Environment officials opted to introduce voluntary guidelines rather than laws to combat light pollution, saying enforcement would be difficult and unsuitable.
According to a paper on light pollution submitted to the legislature yesterday, the guidelines would recommend switching off outdoor displays after 11pm and avoiding or minimising flashing lights. A task force might give further guidance next year.
Friends of the Earth, which pushed for legislative control, condemned the government's move.
Hahn Chu Hon-keung, the group's environmental affairs manager, said officials were shrugging off their responsibility.
'It is irresponsible for them to delay as much as they can by introducing voluntary guidelines that, for sure, will not be abided by,' he said.

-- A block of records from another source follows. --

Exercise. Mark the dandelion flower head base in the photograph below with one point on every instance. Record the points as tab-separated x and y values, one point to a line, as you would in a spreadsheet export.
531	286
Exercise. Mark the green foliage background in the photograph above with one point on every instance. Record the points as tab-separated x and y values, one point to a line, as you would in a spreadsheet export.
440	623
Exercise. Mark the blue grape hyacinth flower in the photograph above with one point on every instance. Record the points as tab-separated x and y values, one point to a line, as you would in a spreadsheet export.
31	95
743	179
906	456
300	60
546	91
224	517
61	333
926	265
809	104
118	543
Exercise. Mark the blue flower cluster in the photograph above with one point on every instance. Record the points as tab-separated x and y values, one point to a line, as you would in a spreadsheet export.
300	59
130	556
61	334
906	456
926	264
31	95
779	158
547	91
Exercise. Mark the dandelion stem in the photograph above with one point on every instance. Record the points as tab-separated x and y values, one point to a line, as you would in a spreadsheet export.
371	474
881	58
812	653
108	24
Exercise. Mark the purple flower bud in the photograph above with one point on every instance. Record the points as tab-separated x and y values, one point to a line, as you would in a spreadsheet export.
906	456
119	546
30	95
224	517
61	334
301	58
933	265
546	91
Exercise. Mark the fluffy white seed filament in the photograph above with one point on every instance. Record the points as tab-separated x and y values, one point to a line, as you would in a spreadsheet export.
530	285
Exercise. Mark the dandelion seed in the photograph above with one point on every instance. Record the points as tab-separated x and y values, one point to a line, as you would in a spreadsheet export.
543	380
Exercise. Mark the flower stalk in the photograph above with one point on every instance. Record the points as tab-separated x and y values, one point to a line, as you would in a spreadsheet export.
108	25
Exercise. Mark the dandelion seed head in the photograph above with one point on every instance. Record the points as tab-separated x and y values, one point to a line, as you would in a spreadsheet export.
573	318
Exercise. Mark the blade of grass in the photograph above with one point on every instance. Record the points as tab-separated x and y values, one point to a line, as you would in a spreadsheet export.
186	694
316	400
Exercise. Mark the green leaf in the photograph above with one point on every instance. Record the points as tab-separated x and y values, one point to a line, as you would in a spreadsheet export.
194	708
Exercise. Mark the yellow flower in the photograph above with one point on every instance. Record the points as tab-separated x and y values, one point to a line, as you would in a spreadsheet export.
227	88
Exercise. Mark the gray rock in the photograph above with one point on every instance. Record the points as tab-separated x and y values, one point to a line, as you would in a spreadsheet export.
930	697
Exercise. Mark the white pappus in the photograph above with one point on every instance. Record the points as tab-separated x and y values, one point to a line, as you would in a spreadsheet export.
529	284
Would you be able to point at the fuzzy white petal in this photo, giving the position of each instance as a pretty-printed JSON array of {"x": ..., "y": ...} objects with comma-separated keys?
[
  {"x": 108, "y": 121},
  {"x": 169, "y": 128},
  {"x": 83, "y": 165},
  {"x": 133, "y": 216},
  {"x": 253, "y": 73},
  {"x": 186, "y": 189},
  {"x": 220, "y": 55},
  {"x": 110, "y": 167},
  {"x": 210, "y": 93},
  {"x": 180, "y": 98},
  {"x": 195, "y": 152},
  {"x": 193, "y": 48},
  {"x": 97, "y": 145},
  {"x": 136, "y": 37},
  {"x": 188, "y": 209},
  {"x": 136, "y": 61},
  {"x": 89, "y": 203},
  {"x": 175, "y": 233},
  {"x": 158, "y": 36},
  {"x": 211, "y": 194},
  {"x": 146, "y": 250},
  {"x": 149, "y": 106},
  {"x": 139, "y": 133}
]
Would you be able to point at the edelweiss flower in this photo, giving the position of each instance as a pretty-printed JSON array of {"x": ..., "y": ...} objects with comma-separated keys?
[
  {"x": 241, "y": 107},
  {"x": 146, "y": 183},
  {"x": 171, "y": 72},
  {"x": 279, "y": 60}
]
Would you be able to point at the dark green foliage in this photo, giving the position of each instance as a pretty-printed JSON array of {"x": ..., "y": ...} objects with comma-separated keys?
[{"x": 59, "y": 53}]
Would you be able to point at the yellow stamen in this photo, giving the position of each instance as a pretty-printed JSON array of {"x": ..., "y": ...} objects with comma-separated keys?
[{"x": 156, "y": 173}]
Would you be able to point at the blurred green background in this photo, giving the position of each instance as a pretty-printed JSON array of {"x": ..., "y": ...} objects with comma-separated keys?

However, a spokeswoman for the Environmental Protection Department said officials had not ruled out statutory control on external lighting, even though no consultant studies commissioned by the department recommended it.
'Transplanting overseas legislation on light pollution might not be suitable to unique local circumstances,' she said.
The guidelines would cover areas such as operating hours of external lighting, automatic controls, lighting designs, glare affecting pedestrians, light-control measures, and energy efficiency. The department will consult the public for three months on the guidelines.
A task force on external lighting will be set up this year to examine technical standards and advise on ways to tackle lighting nuisances and energy wastage. The government will take the lead by switching off all its commercial outdoor lighting after 11pm, after the existing contract period expires.
Apart from the difficulties of defining light pollution and related nuisances, the department spokeswoman said high building density and mixed commercial and residential uses made it hard to regulate.
She added that high ambient brightness in Hong Kong created a disincentive for advertisers to dim their lights.
'Our ambient brightness level is already high and people erecting signboards might fear their installation is too dim to stand out,' she said.
Another thorny issue with legislation was enforcement, especially when light pollution came from multiple sources. 'It would be difficult to pinpoint who and to what extent they should be responsible,' she said.
Last year, there were 226 complaints on light pollution. A luxury property owner at The Masterpiece in Tsim Sha Tsui also threatened to take legal action to force lights to be dimmed on the roof of The One shopping mall.
The latest policy on light pollution is the result of a series of consultant studies commissioned by the government to address mounting complaints. The studies found light pollution was a localised problem and more acute in busy shopping districts such as Mong Kok and Causeway Bay.